The identical twin girls, Abigail and Isobel, arrived six weeks early and were taken straight to the Neonatal Intensive Care Unit. After three weeks, doctors suspected the girls may have Down syndrome and decided to run some tests. When the girls received the official diagnosis of Down syndrome, their parents were heartbroken and realized they knew nothing about the condition.

“The results arrived, myself and Matt were taken to a room and sat down, [and] the next thing we heard was ‘I’m sorry to tell you both Abigail and Isobel have Down syndrome’,” Jodi Parry wrote in a blog post. “At that point my world fell apart. I was devastated. I felt like someone had just ripped my heart out.”

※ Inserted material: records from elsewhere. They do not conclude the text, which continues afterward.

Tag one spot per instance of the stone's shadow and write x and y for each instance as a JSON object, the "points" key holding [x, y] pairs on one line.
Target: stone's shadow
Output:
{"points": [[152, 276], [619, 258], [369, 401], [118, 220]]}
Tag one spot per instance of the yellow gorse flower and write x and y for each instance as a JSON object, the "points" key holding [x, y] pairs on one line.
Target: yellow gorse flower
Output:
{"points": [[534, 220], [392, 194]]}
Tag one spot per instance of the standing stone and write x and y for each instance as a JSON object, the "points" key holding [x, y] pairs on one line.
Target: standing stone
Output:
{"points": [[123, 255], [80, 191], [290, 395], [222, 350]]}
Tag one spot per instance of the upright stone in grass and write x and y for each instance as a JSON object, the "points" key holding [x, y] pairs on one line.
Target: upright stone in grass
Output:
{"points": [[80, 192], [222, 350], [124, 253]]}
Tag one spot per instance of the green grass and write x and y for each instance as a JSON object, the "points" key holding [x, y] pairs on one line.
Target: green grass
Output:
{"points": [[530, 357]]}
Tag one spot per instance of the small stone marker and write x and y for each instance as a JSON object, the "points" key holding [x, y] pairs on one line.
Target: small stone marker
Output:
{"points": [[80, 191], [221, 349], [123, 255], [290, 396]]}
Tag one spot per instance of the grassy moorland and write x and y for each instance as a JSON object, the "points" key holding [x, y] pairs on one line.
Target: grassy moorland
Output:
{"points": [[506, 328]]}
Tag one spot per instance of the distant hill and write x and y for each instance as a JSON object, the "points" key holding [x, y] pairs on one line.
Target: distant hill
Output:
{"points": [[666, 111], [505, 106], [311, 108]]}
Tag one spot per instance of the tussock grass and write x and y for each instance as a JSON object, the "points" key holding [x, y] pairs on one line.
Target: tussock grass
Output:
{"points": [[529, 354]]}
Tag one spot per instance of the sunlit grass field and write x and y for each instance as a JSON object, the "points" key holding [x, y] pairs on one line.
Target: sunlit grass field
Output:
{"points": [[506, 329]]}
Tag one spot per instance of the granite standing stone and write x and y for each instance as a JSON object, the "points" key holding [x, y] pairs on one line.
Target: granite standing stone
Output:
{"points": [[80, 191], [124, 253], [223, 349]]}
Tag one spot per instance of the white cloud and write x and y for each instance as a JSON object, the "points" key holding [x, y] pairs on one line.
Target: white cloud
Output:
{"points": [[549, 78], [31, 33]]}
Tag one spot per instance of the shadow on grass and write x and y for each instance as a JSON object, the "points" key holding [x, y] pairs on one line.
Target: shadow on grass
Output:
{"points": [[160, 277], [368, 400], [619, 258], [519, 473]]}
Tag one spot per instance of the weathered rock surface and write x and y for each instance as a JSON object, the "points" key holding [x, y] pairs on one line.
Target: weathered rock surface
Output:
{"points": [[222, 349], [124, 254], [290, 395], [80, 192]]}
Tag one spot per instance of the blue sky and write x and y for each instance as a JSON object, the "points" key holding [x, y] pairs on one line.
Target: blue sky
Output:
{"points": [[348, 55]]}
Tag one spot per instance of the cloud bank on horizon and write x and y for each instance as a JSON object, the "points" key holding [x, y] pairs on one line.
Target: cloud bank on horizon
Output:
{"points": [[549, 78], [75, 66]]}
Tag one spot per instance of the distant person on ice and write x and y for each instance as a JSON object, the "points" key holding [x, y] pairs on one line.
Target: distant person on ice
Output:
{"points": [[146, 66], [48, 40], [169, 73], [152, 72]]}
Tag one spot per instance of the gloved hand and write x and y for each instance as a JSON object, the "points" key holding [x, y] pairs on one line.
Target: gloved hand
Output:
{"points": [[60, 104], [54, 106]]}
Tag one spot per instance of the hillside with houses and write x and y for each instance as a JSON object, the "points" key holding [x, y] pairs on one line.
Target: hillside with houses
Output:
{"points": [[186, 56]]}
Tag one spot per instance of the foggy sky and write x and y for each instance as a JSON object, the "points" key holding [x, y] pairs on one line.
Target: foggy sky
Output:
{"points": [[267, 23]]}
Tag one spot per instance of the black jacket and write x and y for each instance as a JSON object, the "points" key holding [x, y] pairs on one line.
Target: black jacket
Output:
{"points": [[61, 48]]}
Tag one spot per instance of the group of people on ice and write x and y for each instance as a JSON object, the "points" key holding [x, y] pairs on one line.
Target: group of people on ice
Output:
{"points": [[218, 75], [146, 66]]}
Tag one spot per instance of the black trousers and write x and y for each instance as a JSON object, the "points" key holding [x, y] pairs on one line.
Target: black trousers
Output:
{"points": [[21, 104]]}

But when Jodi Parry walked back into the room where her twin daughters were sleeping, she felt an even deeper connection to them. She felt her love was even stronger than before, but she had a seemingly endless list of questions for the doctors.

“I went home and googled it,” she wrote. “I was thrown into a world of meaningless words. I did however read of all the complications that are common with Down syndrome, Heart problems, hearing problems, Thyroid problems and the list went on. The following day I went to the Hospital and said I wanted all these tests [done], so we knew what we were dealing with.”

The couple requested comprehensive testing and learned that Isobel had a small hole in her heart and Abigail was deaf. In addition, both girls had an underactive thyroid. But soon after the girls were cleared to go home, life actually returned to normal with the addition of multiple doctor appointments.

Realizing that the world tends to focus on negatives of Down syndrome, Jodi and Matt decided they wanted to help the world see the positives. They created Twincess, a campaign that they use to provide advice, resources, and a voice to new and expectant parents of children with Down syndrome.

“It can feel very lonely to be the parents of children with DS,” wrote Jodi Parry. “Although we received a lot of well-meaning advice about the condition from health professionals when our girls were born, what we wanted more than anything was to contact somebody who’d been on the same journey as we were about to embark on. This is why we set up Twincess.”

Twincess is a community for families that allows them to connect with and support one another. As a charitable trust, it also holds events and fundraisers in order to spread awareness and raise money for families of children with Down syndrome.  From talent shows and black-tie events to football tournaments and golf days, Twincess is working to celebrate Down syndrome. According to the website, the long-term goal is to help people see the “ups and not the Down’s” of Down syndrome.

“Down’s Syndrome is not an illness,” wrote Jodi Parry. “It is nothing to be ashamed of, pitied or looked down upon – despite an extra chromosome, people with Down’s Syndrome are no different to anyone else. People with DS, and those around them, are very proud of who they are.”